La transformation digitale est donc loin d’être achevée, et trouve un nouveau souffle avec l’IA. C’est une tendance structurelle forte, source d’opportunités pour des investisseurs de long-terme.


2. Comment ? Les champions de la chaine de valeur

Cette transformation digitale nécessite les puces de semi-conducteur les plus sophistiquées. En effet, le développement des modèles d’IA, leur apprentissage intensif et leur utilisation à grande échelle requièrent une capacité de calcul, de stockage et de réseau que seules certaines cartes graphiques et puces sont en mesure de produire.

Le designer Nvidia est le leader mondial des cartes graphiques, avec 80% des parts de marché. Les cartes graphiques sont des processeurs, conçus à l’origine pour des rendus visuels, conçus à partir de puces de semi-conducteur. L’entreprise développe des cartes graphiques depuis plus de 20 ans et dispose d’une avance technologique importante sur ses concurrents (Intel et AMD notamment). Son avance est protégée par une propriété intellectuelle colossale, avec plus de 8 000 brevets actifs. Les entreprises de design comme Nvidia n’ont pas d’usine (« fabless ») et ont donc une faible intensité capitalistique. Nvidia est extrêmement profitable avec une marge opérationnelle de 60% qui lui permet de réinvestir dans la recherche & développement et d’accentuer son avance.

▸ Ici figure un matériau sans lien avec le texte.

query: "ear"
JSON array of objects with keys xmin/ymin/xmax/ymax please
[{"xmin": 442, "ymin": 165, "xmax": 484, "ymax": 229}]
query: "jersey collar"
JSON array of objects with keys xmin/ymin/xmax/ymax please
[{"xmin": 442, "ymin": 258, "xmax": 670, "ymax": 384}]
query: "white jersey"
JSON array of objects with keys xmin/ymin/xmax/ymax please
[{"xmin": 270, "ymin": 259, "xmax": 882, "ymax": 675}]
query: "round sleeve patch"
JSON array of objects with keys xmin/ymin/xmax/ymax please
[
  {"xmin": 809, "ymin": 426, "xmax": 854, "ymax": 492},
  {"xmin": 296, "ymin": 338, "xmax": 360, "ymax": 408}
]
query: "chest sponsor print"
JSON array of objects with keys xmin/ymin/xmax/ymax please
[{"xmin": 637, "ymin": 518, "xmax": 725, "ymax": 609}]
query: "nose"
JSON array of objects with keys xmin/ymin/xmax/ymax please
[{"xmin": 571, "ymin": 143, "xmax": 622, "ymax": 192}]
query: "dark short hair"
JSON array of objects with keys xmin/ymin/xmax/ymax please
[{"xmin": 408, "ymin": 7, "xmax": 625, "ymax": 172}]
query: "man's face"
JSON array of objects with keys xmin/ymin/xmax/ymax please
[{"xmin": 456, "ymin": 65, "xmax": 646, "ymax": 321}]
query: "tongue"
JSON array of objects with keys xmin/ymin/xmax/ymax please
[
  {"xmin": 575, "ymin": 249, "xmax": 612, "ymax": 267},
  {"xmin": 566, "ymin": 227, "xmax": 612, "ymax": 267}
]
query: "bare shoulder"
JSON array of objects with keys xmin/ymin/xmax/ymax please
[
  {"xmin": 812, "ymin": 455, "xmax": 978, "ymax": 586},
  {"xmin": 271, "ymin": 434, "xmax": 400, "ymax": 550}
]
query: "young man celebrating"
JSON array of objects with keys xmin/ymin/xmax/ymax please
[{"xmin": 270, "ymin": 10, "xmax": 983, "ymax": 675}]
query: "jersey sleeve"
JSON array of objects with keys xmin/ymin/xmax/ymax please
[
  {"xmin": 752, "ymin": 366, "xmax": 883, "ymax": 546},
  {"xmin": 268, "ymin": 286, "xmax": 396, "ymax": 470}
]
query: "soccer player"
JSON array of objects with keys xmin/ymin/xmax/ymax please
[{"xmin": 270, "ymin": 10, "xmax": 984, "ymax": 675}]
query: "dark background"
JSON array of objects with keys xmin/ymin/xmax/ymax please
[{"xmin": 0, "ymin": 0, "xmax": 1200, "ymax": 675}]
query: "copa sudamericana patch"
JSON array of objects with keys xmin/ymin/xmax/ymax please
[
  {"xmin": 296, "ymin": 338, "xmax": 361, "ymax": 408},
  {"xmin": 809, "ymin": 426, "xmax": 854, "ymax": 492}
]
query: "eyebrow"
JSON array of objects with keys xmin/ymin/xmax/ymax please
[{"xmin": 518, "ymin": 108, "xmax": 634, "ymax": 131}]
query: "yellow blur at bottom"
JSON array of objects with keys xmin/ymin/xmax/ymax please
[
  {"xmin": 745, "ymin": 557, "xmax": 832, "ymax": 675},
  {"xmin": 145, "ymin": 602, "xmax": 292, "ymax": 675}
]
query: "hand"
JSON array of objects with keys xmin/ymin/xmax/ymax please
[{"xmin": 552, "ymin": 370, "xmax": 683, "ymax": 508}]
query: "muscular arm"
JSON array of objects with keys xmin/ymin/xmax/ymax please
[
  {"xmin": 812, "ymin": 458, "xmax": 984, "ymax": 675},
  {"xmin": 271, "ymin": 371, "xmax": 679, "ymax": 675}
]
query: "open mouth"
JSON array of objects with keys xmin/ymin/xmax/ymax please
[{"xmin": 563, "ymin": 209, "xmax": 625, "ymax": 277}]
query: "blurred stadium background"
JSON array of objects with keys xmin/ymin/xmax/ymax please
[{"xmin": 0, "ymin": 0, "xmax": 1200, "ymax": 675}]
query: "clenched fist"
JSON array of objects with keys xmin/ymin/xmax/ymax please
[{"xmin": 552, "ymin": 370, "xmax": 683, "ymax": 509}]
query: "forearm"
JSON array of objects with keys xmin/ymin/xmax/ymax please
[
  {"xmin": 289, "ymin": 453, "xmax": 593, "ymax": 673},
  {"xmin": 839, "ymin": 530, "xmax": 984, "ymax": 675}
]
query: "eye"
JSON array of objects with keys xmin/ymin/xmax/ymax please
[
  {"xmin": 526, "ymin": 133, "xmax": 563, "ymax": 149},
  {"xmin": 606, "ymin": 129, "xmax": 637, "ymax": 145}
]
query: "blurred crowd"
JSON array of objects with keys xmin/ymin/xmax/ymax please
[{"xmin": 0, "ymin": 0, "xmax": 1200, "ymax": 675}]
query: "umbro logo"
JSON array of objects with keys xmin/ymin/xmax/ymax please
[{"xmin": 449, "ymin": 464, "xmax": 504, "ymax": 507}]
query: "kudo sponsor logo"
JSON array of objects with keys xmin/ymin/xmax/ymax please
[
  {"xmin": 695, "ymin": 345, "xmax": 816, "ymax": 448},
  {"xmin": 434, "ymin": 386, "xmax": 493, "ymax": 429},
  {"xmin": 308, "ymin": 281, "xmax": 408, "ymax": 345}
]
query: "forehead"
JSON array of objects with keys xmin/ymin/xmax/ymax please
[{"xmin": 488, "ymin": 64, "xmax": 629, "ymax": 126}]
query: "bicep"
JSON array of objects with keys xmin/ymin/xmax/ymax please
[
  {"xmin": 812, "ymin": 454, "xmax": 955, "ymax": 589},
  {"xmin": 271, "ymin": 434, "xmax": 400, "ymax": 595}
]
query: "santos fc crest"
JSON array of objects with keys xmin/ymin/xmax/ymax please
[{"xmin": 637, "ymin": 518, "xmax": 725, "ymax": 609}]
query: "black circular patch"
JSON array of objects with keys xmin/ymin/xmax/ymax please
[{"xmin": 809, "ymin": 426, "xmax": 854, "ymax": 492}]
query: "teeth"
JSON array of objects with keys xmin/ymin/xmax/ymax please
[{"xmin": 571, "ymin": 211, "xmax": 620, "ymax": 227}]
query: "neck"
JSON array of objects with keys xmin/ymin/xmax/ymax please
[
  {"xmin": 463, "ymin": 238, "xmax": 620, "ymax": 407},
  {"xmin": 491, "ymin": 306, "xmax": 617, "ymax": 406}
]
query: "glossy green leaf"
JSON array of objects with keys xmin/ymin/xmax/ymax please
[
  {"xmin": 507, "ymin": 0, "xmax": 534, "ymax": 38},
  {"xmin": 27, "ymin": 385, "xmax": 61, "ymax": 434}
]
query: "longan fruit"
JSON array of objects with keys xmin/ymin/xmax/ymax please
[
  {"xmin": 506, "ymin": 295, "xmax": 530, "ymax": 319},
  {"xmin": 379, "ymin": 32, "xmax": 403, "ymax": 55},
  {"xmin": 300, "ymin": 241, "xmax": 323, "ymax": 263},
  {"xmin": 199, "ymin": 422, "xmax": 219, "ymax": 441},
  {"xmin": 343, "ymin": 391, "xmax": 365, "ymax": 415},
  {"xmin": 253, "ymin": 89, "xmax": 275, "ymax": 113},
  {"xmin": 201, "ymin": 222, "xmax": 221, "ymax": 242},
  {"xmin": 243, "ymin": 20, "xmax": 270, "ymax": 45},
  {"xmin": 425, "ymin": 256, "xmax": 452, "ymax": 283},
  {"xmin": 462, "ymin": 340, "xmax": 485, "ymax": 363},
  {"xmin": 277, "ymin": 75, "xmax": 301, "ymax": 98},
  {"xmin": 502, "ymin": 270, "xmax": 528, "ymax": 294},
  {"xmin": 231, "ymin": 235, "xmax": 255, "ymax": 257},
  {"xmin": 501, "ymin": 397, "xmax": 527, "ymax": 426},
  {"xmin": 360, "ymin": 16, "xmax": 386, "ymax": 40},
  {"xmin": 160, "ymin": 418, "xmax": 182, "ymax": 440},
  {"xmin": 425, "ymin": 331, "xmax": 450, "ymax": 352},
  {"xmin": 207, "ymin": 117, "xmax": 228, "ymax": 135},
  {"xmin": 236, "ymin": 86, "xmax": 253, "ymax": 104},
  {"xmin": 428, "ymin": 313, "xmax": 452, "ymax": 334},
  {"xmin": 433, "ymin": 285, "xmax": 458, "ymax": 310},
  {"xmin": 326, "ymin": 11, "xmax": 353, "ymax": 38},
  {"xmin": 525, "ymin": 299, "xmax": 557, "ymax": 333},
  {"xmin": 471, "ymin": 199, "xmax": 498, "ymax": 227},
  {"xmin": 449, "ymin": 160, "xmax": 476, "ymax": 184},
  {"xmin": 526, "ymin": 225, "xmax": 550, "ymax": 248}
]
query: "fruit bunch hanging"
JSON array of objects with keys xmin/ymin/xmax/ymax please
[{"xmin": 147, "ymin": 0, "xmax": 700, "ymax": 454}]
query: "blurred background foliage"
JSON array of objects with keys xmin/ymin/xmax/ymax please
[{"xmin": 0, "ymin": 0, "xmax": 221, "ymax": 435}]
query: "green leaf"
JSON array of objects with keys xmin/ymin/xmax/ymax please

Les cartes graphiques conçues par Nvidia sont produites par TSMC. Le géant taiwanais est le premier producteur mondial de puces de semi-conducteur, avec plus de 60% des parts de marché et 90% sur les puces de dernière génération. TSMC est le premier détenteur de brevets au monde avec plus de 52 000 brevets sur la production de puces. Contrairement à Nvidia, l’intensité capitalistique est gigantesque avec des coûts fixes colossaux pour bâtir les fonderies. La construction de la nouvelle usine de TSMC en Arizona devrait prendre 3 ans et coûter environ 40 milliards de dollars. Ces investissements représentent des barrières à l'entrée très élevées pour de nouveaux entrants. Samsung et Intel n’ont aujourd’hui pas les moyens financiers et technologiques pour suivre le rythme imposé par TSMC. La société a une marge opérationnelle supérieure à 40%.


TSMC fabrique les puces sur les machines de photolithographie ASML. L’entreprise néerlandaise a le monopole sur les machines EUV (« extreme ultraviolet ») capables de fabriquer des semi-conducteurs avec des tailles de transistor inférieures à 7 nanomètres. Sa situation de monopole lui donne un pouvoir de fixation des prix de ses machines très important. La génération des semi-conducteurs de 7 nanomètres et moins est celle qui permet de développer les modèles d’IA les plus performants. La marge opérationnelle d’ASML est supérieur à 35%.

S’il est encore trop tôt pour prédire les grands vainqueurs de la révolution de l’intelligence artificielle, nous sommes convaincus que celle-ci passera, entre autres, par ces trois acteurs, les pelles de la ruée vers l’IA.

 
Square Capital (Paris) investit dans les actions de Nvidia, TSMC et ASML pour le compte de ses mandats de gestion.